How badly will these actions hurt Turkey?
Turkey is far from the first government to try to take down social media once it became unfavorable to them. Twitter has been officially banned in China since 2009, and it suffered crackdowns in countries like Iran and Egypt, while they were having their revolutions in 2009 and 2010, respectively.
The question is, though, how much will affect venture capital firms that are looking to invest there, as well as companies that are looking to expand?
According to Neal Hansch, Managing Director of the MEST Incubator, it does put a spotlight on the risks that are involved in putting money into an unpredictable, and possibly unstable, country.
"I think this move generally highlights the inherent, incremental risks in doing business in countries where there’s macro uncertainty around government policies that can be repressive or at the least, erratic and difficult to predict," he told me.
"This risk is similar to those territories where corporate, employment or intellectual property laws less transparent or well defined or where currencies are more tightly controlled and ultimate liquidity (being able to get money back out of the country) could be jeopardized."
Ultimately, though, he does not seem to think that it have too much of an effect on investors because, frankly, they already knew that there could be potential problems.
"It will though dampen investor interest in the region, though I suspect not noticeably from prior levels. Investors already recognize the risk and have adjusted their interest levels (or valuations) accordingly."
The real risk, he said, is in a place like Russia, as it is a country that was thought to be more stable, but has recently been hit with sanctions, and is risking potential war with both the Ukraine and NATO.

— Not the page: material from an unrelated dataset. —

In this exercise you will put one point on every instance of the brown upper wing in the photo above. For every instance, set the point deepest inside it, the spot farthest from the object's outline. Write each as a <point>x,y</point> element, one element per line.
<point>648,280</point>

"VCs are theoretically experts at judging risks (market, team, product, pricing, etc.), but assessing and dealing with macro geopolitical risks are generally outside our day-to-day power alleys," he said.
"Finding world class teams, attacking or defining huge new markets and proving their ability to execute is a challenging enough business, that adding in these type of overarching, geopolitical risks is usually beyond our appetite. We invest in what we know and can get comfortable with."